Zhang Yaoyu, Xiao Yanyang, Zhou Douglas, Cai David
NYUAD Institute, New York University Abu Dhabi, Abu Dhabi, United Arab Emirates.
Courant Institute of Mathematical Sciences and Center for Neural Sciences, New York University, New York, NY, United States.
Front Comput Neurosci. 2017 Nov 8;11:101. doi: 10.3389/fncom.2017.00101. eCollection 2017.
How neurons are connected in the brain to perform computation is a key issue in neuroscience. Recently, the development of calcium imaging and multi-electrode array techniques have greatly enhanced our ability to measure the firing activities of neuronal populations at single cell level. Meanwhile, the intracellular recording technique is able to measure subthreshold voltage dynamics of a neuron. Our work addresses the issue of how to combine these measurements to reveal the underlying network structure. We propose the spike-triggered regression (STR) method, which employs both the voltage trace and firing activity of the neuronal population to reconstruct the underlying synaptic connectivity. Our numerical study of the conductance-based integrate-and-fire neuronal network shows that only short data of 20 ~ 100 s is required for an accurate recovery of network topology as well as the corresponding coupling strength. Our method can yield an accurate reconstruction of a large neuronal network even in the case of dense connectivity and nearly synchronous dynamics, which many other network reconstruction methods cannot successfully handle. In addition, we point out that, for sparse networks, the STR method can infer coupling strength between each pair of neurons with high accuracy in the absence of the global information of all other neurons.

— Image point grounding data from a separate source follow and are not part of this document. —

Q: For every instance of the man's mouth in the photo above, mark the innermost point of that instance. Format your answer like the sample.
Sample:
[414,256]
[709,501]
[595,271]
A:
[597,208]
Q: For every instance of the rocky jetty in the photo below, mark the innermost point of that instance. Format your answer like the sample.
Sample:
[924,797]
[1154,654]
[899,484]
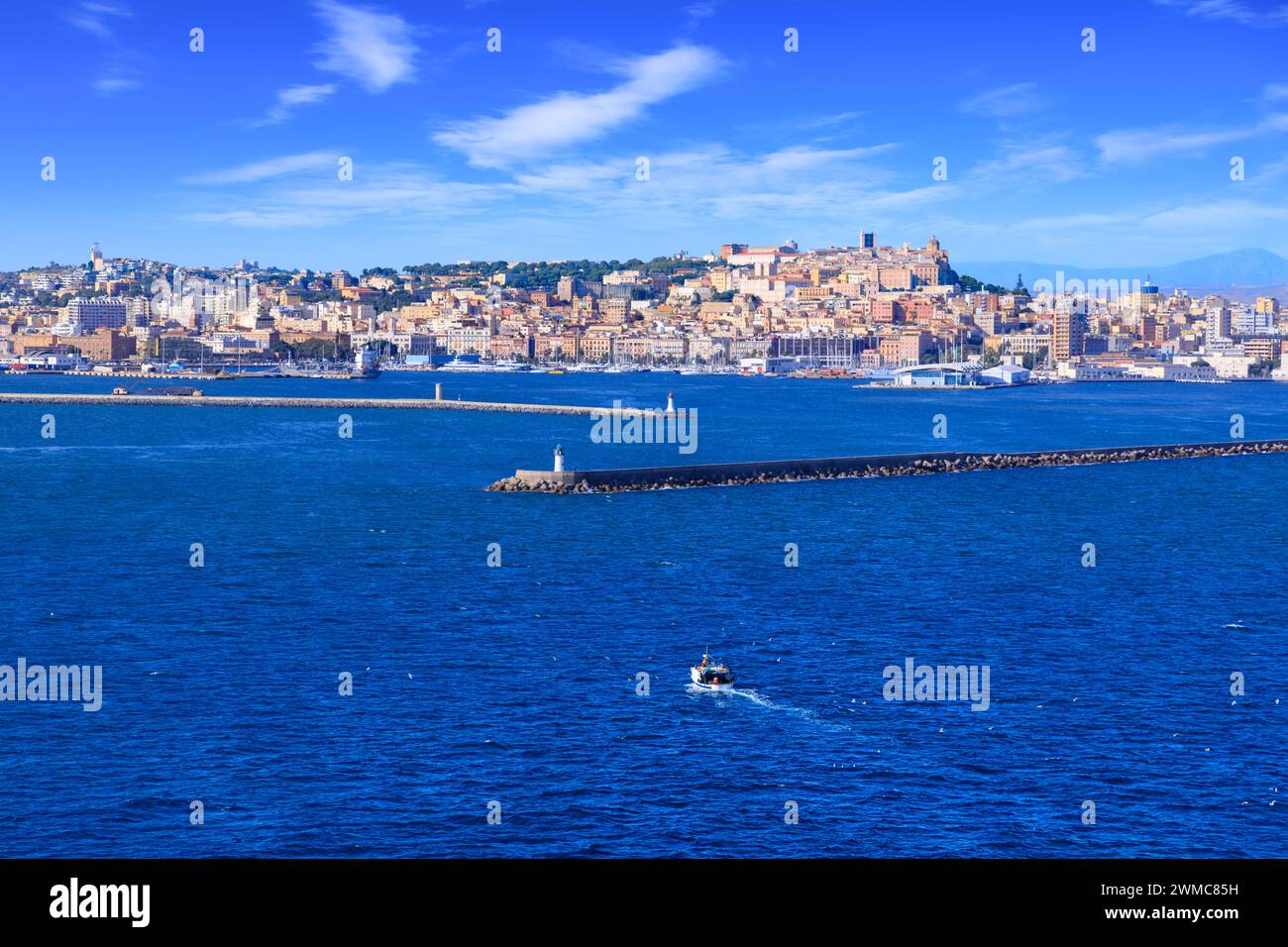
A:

神经元在大脑中如何连接以执行计算是神经科学中的一个关键问题。最近,钙成像和多电极阵列技术的发展极大地增强了我们在单细胞水平上测量神经元群体放电活动的能力。同时,细胞内记录技术能够测量神经元的阈下电压动态。我们的工作解决了如何结合这些测量来揭示潜在网络结构的问题。我们提出了尖峰触发回归(STR)方法,该方法利用神经元群体的电压轨迹和放电活动来重建潜在的突触连接性。我们对基于电导的积分发放神经元网络的数值研究表明,准确恢复网络拓扑结构以及相应的耦合强度仅需要20至100秒的短数据。即使在连接密集和动力学近乎同步的情况下,我们的方法也能对大型神经元网络进行准确重建,而许多其他网络重建方法无法成功处理这种情况。此外,我们指出,对于稀疏网络,STR方法在没有所有其他神经元全局信息的情况下,能够高精度地推断每对神经元之间的耦合强度。